TensorFlow for Reinforcement Learning

In this section, we will learn how to create, run, and save a policy network using TensorFlow. Policy networks are one of the fundamental pieces, if not the most important one, of reinforcement learning. As will be shown throughout this book, they are a very powerful implementation of containers for the knowledge the agent has to learn, which tells them how to choose actions based on environment observations.

Implementing a Policy Network Using TensorFlow

Building a policy network is not too different from building a common deep learning model. Its goal is to output the "optimal" action, given the input it receives, that represents the environment's observation. So, it acts as a link between the environment state and the optimal agent behavior associated with it. Being optimal here means doing what maximizes the cumulative expected reward of the agent.

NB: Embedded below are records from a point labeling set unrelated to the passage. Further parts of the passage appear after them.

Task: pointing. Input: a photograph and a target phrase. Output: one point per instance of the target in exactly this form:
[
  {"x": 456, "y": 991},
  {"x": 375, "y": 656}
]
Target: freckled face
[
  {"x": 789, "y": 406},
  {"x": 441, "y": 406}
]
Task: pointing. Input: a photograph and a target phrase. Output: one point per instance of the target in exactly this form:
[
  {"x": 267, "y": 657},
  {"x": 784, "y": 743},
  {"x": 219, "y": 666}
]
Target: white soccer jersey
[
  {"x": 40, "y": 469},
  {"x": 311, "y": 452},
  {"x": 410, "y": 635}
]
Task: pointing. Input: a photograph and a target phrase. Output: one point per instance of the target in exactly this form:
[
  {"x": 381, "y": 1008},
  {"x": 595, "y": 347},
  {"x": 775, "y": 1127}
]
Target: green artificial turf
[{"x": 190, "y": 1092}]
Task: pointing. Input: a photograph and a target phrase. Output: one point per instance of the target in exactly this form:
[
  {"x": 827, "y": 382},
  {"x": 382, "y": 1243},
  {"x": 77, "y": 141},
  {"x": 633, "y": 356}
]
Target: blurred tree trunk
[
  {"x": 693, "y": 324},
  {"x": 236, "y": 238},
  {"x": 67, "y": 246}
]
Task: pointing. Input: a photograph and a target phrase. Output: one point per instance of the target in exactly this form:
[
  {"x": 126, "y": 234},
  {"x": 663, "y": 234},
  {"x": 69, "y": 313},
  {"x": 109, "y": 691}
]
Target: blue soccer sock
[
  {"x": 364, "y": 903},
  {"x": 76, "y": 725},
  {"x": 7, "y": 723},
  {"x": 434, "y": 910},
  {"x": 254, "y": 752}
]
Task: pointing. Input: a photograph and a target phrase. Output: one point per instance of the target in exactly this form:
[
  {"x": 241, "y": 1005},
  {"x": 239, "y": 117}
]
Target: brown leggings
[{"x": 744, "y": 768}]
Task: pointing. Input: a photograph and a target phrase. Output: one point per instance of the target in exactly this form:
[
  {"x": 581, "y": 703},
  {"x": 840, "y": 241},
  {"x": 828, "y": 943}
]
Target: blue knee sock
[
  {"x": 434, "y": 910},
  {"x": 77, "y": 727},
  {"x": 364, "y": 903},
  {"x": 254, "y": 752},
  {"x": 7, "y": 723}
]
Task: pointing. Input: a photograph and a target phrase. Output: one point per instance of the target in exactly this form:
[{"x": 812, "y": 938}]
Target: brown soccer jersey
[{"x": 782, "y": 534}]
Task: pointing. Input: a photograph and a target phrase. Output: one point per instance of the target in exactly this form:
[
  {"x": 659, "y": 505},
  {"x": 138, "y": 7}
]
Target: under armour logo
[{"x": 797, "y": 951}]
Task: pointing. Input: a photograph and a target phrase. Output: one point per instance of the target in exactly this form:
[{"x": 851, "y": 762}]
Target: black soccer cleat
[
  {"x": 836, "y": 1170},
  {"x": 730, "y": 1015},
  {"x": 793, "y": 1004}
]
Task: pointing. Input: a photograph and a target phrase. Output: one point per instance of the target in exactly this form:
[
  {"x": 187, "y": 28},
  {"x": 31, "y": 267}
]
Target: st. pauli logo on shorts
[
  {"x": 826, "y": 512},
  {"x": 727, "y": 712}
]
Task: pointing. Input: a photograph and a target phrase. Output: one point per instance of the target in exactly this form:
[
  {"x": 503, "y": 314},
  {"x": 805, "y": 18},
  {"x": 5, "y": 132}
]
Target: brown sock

To make things as clear as possible, we will focus on a specific problem here, but the same approach can be adopted to solve other tasks, such as controlling a robotic arm or teaching locomotion to a humanoid robot. We will see how to create a policy network for a classic control problem that will also be at the core of an exercise later in this chapter. This problem is the "CartPole" problem: the goal is to maintain the balance of the vertical pole so that it is upright at all times. Here, the only way to do this is by moving the cart along either direction of the x-axis. The following figure shows a frame from this problem:

Figure 4.11: CartPole control problem

As we mentioned previously, the policy network links the observations of the environment with the actions that the agent can take. So, they act as the input and output, respectively.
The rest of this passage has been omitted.